Master's Thesis Research v1.0 Specification Active Development

CorpusAI CO2 Emissions Model

A high-speed, mathematically grounded 3B parameter language model for interpreting Nordic Non-ETS greenhouse gas emissions data. Built through Knowledge Distillation from a 32B teacher model, anchored to verified government statistics to guarantee factual accuracy.

Programme M.Sc. Innovation & Technology Management
Specialisation Systems Engineering
Model Parameters 3B (distilled from 32B)
Inference Target AMD EPYC CPU (Ollama)
SECTION 01

Executive Summary

The CorpusAI CO2 Emissions Model is an applied research project exploring the intersection of large language model distillation, domain-specific grounding, and edge deployment for environmental data analysis. The project addresses a critical gap in the Nordic climate reporting ecosystem: the need for fast, accurate, and interpretable AI systems capable of processing Non-ETS (non-Emissions Trading System) data from national statistical bureaus.

The core innovation is a three-stage methodology:

Stage 1 Knowledge Distillation
Stage 2 Anchor Grounding
Stage 3 Edge Deployment

Knowledge Distillation (32B → 3B) compresses the reasoning capabilities of a large teacher model into a compact student model optimised for CPU inference. Anchor Data from verified government sources (SSB, Miljødirektoratet, Naturvårdsverket) is injected during training to eliminate hallucinations and ensure every output is traceable to "Ground Truth" statistics. The resulting model runs on commodity AMD EPYC hardware via Ollama, achieving sub-second response times without GPU requirements.

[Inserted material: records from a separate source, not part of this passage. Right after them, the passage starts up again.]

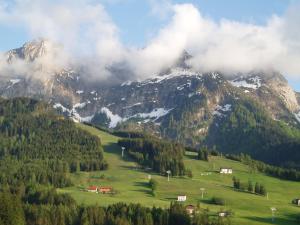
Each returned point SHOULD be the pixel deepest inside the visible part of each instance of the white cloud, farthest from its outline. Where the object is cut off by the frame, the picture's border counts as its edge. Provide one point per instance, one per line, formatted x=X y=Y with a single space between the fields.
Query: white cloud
x=88 y=33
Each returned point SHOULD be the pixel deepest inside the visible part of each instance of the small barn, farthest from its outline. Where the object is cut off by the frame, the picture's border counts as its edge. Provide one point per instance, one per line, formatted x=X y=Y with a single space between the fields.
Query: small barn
x=296 y=201
x=105 y=190
x=93 y=189
x=190 y=209
x=226 y=170
x=181 y=198
x=224 y=214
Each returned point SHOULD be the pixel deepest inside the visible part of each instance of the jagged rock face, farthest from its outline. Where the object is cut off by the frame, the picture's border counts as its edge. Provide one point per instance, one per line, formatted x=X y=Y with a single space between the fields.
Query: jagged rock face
x=180 y=103
x=29 y=51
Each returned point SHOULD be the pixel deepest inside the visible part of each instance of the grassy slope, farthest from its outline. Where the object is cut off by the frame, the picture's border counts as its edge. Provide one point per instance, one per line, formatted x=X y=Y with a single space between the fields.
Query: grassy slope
x=131 y=186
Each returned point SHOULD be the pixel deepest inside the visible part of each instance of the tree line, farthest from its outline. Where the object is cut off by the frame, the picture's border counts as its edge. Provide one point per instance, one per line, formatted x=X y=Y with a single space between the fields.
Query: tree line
x=46 y=207
x=37 y=145
x=257 y=188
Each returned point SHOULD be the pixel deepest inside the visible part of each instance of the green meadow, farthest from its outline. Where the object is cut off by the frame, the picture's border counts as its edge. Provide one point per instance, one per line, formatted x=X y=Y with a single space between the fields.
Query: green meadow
x=131 y=186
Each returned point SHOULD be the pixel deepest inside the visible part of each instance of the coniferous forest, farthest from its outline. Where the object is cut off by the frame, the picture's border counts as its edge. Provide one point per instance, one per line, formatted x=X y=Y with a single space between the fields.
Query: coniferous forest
x=38 y=149
x=38 y=146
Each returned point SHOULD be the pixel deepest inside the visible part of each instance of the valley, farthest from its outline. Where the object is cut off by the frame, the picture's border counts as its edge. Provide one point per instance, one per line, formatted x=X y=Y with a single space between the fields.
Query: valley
x=131 y=186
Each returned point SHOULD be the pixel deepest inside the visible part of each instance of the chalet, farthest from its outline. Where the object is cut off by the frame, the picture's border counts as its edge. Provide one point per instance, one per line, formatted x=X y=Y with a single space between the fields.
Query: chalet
x=296 y=201
x=181 y=198
x=225 y=170
x=105 y=190
x=224 y=214
x=93 y=189
x=190 y=209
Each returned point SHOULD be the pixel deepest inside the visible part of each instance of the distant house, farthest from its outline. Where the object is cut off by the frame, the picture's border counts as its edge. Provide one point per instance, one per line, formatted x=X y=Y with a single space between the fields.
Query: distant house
x=225 y=170
x=105 y=190
x=296 y=201
x=92 y=189
x=190 y=209
x=181 y=198
x=224 y=214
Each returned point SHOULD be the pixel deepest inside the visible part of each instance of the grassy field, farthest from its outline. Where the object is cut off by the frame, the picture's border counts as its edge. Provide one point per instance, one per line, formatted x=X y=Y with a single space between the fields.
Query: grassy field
x=131 y=185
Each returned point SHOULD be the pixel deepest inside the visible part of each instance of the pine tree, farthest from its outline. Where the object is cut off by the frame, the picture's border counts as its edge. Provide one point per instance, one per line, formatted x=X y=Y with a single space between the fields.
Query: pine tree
x=257 y=188
x=250 y=186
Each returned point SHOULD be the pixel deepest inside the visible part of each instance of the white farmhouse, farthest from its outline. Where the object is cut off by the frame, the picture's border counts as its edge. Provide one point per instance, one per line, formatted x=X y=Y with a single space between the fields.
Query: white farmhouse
x=226 y=170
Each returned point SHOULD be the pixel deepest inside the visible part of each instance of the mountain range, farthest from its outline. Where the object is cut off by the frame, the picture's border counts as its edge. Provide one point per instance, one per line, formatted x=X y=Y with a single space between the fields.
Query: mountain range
x=255 y=112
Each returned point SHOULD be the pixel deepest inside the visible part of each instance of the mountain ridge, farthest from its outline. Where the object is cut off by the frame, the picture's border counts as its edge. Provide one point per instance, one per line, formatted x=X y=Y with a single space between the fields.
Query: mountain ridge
x=179 y=103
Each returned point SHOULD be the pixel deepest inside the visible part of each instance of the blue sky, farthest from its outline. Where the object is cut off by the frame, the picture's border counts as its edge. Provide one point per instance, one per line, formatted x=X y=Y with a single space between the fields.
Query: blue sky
x=137 y=23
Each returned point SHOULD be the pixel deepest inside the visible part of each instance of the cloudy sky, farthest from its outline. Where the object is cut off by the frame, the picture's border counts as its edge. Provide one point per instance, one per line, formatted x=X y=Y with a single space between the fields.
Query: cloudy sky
x=149 y=35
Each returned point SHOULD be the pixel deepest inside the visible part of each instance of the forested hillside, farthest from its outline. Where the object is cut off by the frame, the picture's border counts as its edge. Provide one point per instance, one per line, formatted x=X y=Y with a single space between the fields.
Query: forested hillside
x=249 y=129
x=38 y=146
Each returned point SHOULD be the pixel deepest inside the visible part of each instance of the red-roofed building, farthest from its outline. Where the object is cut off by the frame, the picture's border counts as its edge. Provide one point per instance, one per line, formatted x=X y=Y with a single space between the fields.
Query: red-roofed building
x=105 y=190
x=92 y=189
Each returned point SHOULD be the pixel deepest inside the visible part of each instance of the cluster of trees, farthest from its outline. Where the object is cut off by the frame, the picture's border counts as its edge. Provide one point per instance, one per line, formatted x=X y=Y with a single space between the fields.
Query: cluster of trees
x=257 y=189
x=36 y=145
x=39 y=207
x=251 y=130
x=203 y=153
x=153 y=185
x=255 y=165
x=159 y=155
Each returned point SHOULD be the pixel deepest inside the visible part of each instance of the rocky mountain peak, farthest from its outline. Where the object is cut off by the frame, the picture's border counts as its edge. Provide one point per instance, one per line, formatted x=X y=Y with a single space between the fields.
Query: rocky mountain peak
x=30 y=51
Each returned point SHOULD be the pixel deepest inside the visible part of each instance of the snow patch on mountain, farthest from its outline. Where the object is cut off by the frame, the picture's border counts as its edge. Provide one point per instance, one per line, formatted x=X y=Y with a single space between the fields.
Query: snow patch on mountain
x=297 y=116
x=73 y=112
x=252 y=82
x=133 y=105
x=80 y=92
x=114 y=118
x=14 y=81
x=153 y=116
x=220 y=110
x=176 y=72
x=79 y=105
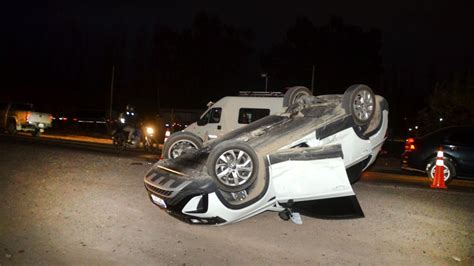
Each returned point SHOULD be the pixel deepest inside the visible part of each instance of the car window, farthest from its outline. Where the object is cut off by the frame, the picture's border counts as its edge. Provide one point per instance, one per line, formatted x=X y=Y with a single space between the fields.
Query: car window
x=211 y=116
x=22 y=107
x=249 y=115
x=215 y=115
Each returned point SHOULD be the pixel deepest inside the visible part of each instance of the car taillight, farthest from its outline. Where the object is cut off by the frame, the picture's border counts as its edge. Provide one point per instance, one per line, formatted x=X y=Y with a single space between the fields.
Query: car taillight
x=410 y=144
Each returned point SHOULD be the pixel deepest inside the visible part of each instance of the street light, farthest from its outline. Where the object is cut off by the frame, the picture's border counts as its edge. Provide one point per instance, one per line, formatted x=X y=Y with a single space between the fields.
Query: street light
x=264 y=75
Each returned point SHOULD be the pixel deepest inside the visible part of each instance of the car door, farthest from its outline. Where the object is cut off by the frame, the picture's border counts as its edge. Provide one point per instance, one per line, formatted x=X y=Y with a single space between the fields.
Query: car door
x=314 y=182
x=209 y=126
x=461 y=145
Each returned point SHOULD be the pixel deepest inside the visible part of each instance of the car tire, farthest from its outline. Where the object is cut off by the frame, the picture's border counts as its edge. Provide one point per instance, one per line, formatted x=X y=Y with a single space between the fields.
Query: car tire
x=233 y=166
x=179 y=142
x=11 y=127
x=359 y=101
x=294 y=94
x=449 y=170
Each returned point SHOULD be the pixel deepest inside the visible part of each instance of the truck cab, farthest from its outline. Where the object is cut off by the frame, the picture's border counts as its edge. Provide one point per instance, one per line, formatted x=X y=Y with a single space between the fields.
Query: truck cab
x=16 y=117
x=233 y=112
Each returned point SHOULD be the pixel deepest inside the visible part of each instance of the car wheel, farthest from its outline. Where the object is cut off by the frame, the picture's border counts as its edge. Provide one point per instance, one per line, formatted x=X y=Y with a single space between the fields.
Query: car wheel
x=359 y=101
x=36 y=133
x=11 y=128
x=233 y=165
x=449 y=170
x=180 y=142
x=294 y=94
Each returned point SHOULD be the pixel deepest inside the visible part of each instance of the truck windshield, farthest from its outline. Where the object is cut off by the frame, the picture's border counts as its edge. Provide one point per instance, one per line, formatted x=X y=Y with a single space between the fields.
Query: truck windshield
x=22 y=107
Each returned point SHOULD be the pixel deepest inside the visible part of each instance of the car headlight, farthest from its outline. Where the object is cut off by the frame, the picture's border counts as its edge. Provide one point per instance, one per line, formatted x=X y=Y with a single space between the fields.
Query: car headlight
x=150 y=130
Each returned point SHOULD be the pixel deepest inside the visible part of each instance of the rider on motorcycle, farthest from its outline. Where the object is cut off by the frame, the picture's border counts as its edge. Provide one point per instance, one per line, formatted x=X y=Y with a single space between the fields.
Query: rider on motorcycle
x=130 y=120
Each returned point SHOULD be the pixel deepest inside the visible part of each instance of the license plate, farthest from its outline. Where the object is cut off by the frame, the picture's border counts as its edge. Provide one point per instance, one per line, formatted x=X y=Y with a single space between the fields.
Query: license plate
x=158 y=201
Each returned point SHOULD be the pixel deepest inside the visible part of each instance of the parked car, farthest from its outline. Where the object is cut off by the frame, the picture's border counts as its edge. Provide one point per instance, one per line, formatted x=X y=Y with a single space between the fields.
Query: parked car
x=457 y=144
x=227 y=114
x=16 y=117
x=300 y=161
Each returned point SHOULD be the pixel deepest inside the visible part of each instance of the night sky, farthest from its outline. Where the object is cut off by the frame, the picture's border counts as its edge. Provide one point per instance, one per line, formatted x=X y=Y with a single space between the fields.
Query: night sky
x=54 y=53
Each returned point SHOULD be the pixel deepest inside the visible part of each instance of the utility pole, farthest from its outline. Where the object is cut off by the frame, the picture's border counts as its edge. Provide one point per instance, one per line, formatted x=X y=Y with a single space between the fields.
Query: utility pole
x=264 y=75
x=111 y=91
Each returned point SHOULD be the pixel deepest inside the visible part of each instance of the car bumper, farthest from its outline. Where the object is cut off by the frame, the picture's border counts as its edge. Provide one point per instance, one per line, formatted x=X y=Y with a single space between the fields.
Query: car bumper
x=183 y=197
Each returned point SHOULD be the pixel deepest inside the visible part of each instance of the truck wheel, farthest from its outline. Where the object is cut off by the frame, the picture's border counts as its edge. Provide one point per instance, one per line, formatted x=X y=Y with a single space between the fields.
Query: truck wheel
x=11 y=128
x=180 y=142
x=359 y=101
x=294 y=94
x=233 y=165
x=36 y=133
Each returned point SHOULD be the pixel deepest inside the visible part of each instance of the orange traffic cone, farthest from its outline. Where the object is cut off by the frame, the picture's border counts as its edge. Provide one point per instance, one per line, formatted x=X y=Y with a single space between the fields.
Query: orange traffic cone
x=438 y=179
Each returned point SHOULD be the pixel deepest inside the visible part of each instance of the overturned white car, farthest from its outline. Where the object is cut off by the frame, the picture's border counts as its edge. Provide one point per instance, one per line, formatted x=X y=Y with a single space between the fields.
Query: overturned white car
x=301 y=161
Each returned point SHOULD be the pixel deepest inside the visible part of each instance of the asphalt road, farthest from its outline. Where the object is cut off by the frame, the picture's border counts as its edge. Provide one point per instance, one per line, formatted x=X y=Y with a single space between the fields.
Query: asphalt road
x=62 y=205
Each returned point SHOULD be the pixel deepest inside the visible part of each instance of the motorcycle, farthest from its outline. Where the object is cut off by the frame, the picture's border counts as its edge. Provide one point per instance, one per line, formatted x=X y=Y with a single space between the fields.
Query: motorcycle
x=143 y=137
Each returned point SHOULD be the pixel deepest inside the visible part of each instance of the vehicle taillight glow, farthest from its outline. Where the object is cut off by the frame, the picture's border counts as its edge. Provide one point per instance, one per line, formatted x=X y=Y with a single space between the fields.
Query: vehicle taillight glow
x=410 y=144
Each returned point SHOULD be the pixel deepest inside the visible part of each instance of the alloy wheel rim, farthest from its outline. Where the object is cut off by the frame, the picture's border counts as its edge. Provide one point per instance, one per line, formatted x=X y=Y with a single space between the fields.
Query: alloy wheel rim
x=234 y=167
x=180 y=146
x=446 y=172
x=363 y=105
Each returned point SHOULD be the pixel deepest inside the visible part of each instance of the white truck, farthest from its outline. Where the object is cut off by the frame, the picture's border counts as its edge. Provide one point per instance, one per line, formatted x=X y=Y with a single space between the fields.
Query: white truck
x=227 y=114
x=16 y=117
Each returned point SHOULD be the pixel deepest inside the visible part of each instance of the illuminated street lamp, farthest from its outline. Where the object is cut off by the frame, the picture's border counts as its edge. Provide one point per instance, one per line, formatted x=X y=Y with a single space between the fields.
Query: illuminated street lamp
x=264 y=75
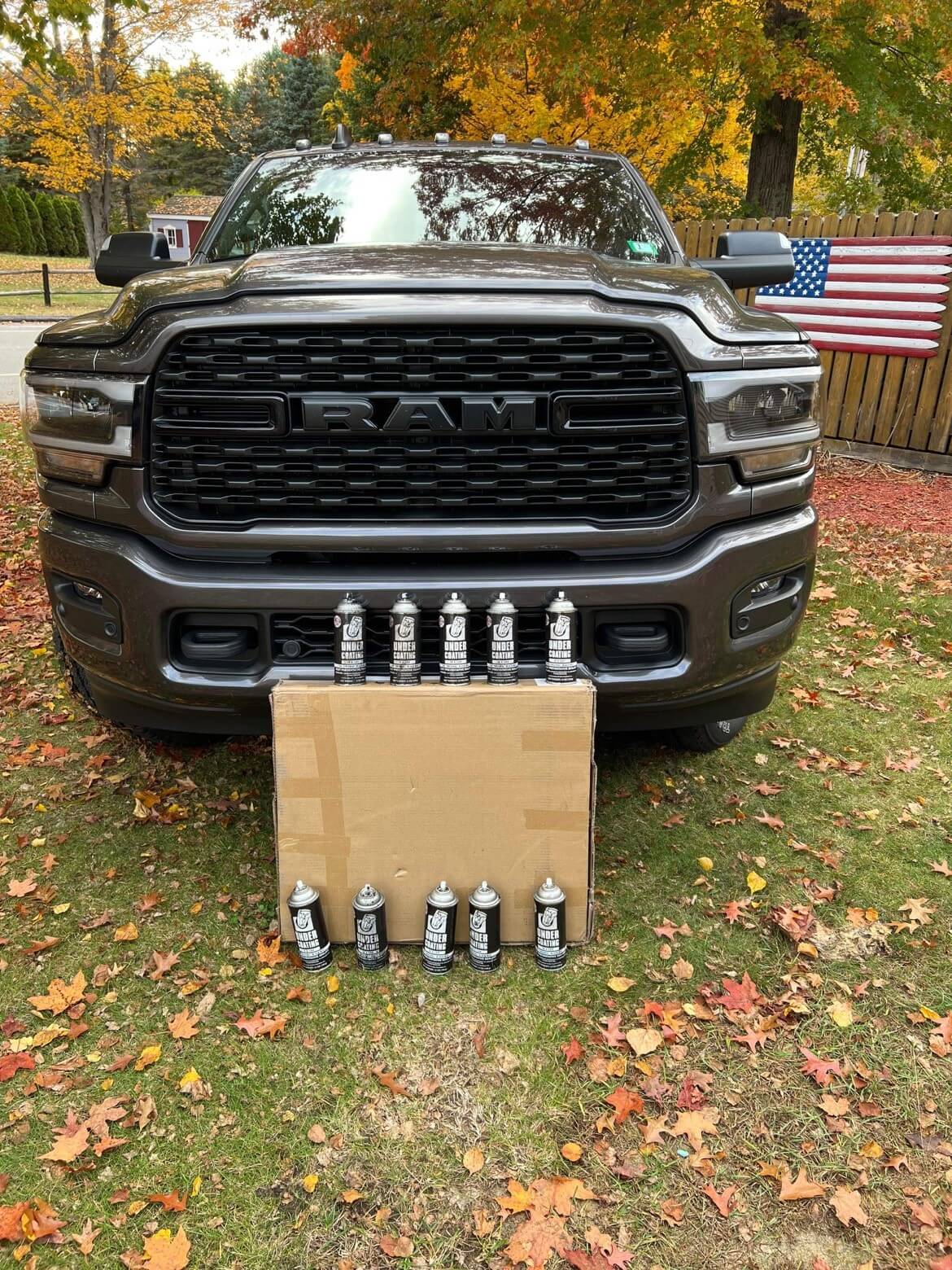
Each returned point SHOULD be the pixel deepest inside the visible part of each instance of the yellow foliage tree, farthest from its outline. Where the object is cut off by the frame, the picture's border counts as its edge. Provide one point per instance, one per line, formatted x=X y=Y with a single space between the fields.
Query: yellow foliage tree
x=652 y=135
x=88 y=122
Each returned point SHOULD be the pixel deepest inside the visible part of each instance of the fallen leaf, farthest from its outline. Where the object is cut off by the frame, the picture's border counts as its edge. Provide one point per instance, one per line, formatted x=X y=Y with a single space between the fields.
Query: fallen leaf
x=391 y=1247
x=799 y=1189
x=847 y=1206
x=60 y=995
x=184 y=1025
x=164 y=1252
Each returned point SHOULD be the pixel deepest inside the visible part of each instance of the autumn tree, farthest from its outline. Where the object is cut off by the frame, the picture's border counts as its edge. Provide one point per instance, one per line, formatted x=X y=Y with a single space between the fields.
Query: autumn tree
x=92 y=115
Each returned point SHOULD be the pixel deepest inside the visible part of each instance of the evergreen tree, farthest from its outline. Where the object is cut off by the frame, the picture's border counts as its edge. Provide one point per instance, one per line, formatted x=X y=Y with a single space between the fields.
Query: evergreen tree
x=51 y=225
x=61 y=206
x=20 y=220
x=36 y=225
x=9 y=238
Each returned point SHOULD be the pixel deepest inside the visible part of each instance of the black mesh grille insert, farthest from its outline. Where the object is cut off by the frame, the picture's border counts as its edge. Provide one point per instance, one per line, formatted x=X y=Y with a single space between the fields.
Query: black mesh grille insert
x=229 y=440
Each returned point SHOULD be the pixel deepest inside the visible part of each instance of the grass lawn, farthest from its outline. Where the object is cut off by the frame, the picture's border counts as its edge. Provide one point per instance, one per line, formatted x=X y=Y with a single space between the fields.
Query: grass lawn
x=150 y=873
x=72 y=292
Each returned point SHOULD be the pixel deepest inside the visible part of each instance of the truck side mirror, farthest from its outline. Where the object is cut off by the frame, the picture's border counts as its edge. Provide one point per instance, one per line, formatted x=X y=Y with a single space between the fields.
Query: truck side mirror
x=124 y=256
x=752 y=258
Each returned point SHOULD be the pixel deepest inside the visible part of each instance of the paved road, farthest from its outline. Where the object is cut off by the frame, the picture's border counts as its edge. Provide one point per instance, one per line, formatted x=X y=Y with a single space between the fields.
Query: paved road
x=15 y=340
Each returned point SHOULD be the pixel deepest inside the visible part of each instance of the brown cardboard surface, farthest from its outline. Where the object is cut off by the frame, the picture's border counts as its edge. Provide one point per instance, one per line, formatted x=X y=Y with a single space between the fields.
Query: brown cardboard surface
x=401 y=786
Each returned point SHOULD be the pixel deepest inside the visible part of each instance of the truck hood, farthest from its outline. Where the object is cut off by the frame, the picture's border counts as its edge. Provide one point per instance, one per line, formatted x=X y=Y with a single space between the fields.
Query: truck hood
x=430 y=267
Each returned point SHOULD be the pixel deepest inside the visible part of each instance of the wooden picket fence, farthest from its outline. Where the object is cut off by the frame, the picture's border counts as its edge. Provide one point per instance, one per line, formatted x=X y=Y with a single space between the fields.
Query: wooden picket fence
x=889 y=409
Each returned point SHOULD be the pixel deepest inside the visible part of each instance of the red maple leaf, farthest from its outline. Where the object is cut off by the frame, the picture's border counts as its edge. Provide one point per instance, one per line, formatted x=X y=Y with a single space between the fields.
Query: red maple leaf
x=612 y=1030
x=739 y=996
x=822 y=1070
x=573 y=1050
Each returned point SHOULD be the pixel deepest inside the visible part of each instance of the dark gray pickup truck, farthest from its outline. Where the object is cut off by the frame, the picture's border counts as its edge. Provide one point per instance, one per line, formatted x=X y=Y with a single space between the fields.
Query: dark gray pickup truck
x=386 y=367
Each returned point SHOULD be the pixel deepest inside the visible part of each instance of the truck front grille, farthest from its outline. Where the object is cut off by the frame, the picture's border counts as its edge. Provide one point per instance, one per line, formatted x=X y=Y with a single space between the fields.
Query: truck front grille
x=233 y=440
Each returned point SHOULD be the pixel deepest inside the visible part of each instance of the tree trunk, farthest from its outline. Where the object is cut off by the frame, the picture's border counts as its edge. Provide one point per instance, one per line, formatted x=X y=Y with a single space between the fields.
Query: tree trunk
x=775 y=134
x=773 y=156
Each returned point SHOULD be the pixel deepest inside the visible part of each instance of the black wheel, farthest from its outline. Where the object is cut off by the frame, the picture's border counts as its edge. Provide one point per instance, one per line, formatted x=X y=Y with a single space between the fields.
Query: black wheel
x=709 y=736
x=79 y=685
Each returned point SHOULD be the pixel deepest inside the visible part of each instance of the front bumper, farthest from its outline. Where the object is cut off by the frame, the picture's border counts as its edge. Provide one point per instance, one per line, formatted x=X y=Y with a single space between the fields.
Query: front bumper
x=136 y=677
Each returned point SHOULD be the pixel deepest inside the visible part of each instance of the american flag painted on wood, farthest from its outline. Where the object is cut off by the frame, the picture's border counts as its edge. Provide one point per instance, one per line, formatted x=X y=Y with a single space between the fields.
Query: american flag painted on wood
x=867 y=295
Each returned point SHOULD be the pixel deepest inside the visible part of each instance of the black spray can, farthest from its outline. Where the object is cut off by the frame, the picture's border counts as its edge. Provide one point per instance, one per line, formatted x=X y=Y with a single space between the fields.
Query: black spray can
x=501 y=637
x=439 y=931
x=404 y=641
x=551 y=948
x=349 y=642
x=310 y=927
x=455 y=641
x=369 y=929
x=485 y=948
x=561 y=641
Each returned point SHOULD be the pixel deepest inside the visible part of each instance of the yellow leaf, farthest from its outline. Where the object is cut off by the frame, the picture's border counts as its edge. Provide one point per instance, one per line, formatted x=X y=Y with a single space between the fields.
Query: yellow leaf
x=150 y=1054
x=841 y=1013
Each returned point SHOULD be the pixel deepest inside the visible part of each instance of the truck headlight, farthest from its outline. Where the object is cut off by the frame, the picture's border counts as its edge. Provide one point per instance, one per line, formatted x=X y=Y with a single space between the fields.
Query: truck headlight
x=767 y=419
x=79 y=423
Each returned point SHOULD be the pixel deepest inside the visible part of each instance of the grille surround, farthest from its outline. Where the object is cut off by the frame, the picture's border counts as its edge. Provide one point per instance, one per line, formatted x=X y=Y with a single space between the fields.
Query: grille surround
x=634 y=464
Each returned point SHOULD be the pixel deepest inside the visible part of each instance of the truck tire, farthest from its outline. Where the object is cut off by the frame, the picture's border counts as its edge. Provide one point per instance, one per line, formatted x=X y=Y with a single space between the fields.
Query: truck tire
x=709 y=736
x=79 y=686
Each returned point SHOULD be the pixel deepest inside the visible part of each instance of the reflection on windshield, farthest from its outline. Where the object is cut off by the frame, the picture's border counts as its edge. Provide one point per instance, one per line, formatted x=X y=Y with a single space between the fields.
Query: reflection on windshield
x=403 y=197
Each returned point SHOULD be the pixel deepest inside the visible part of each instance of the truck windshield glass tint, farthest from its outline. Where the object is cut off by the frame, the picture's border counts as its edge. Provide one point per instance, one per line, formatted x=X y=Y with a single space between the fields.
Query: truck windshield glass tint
x=406 y=197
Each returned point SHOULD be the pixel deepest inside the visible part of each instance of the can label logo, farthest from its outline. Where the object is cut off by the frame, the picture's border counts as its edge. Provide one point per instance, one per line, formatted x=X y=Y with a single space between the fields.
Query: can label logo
x=308 y=943
x=367 y=936
x=435 y=939
x=548 y=940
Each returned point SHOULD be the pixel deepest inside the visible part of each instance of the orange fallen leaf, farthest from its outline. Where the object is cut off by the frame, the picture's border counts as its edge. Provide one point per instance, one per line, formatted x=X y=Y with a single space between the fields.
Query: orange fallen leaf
x=800 y=1189
x=184 y=1025
x=60 y=995
x=164 y=1252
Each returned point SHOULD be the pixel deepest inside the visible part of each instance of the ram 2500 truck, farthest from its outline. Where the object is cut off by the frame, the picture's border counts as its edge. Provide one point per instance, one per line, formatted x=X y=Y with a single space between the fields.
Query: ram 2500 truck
x=426 y=367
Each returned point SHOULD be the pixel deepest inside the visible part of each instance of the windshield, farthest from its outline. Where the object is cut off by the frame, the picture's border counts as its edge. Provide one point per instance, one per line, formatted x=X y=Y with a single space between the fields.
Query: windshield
x=452 y=196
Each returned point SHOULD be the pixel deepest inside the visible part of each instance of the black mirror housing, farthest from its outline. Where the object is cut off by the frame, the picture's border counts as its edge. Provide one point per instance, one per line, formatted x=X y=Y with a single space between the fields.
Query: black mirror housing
x=124 y=256
x=752 y=258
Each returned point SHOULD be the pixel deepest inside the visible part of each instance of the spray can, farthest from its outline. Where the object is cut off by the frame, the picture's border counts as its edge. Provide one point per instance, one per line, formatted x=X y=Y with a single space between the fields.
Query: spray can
x=485 y=948
x=310 y=927
x=349 y=643
x=551 y=948
x=455 y=641
x=404 y=641
x=561 y=639
x=501 y=635
x=439 y=931
x=371 y=929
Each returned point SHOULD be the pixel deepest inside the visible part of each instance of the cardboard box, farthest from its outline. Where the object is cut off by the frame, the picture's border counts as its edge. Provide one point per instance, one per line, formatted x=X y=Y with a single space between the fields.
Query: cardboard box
x=401 y=786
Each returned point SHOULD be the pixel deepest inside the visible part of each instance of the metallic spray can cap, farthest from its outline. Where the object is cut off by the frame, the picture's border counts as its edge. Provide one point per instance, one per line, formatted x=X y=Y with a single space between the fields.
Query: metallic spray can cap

This specification documents the complete systems engineering lifecycle: from data preparation and model training through evaluation gates and production deployment. It serves as the technical foundation for the thesis component addressing the research question: "How can knowledge distillation and data anchoring techniques enable accurate, hallucination-free LLM inference for environmental reporting on resource-constrained hardware?"

SECTION 02

Architecture Overview

The system architecture follows a staged distillation pipeline pattern, where each component is decoupled and independently verifiable — a key systems engineering principle enabling incremental validation. The architecture comprises four primary subsystems:

CorpusAI system architecture diagram
T
The Teacher
Qwen 2.5-Coder-32B

The 32-billion parameter teacher model runs on the Hippo/Viper GPU cluster (RTX 5090). It processes Anchor Data and generates Chain-of-Thought (CoT) reasoning pairs that form the training corpus for the student model. The teacher's role is to demonstrate how to think about emissions data — not just what the answer is.

S
The Student
Qwen 2.5-Coder-3B-Instruct

The 3-billion parameter student model is the deployment target. Trained via LoRA fine-tuning on the teacher's distilled outputs and anchored to verified statistics, it achieves near-teacher-level accuracy at 10× the inference speed. Quantised to Q8_0 GGUF for CPU-only deployment on the S4 server (AMD EPYC).

A
The Anchor
MariaDB · nordic_emissions_raw

The anchor layer is the system's "Ground Truth" guarantee. Raw emissions data from SSB (Statistisk sentralbyrå), Miljødirektoratet, and Naturvårdsverket is stored in a normalised MariaDB table and transformed into Natural Language Fact Sheets during training. This ensures zero hallucination on factual queries.

R
RAG Layer
Qdrant + MariaDB Hybrid Search

At inference time, a Retrieval-Augmented Generation (RAG) layer performs hybrid search across Qdrant vector embeddings and MariaDB structured data. Retrieved chunks and Anchor Data facts are injected into the prompt context, enabling the 3B student to provide cited, verifiable responses.

SECTION 03

Data Preparation & Synthesis

Phase 1 of the pipeline focuses on converting structured emissions data into training-ready formats. This is a two-step process: Anchor Data Extraction and Teacher Reasoning Generation.

A
3A. Anchor Data Extraction
Structured → Natural Language Fact Sheets

Raw rows from the nordic_emissions_raw table are extracted and transformed into human-readable Anchor Strings. This transformation is deterministic — every fact sheet maps 1:1 to a database row, ensuring full traceability.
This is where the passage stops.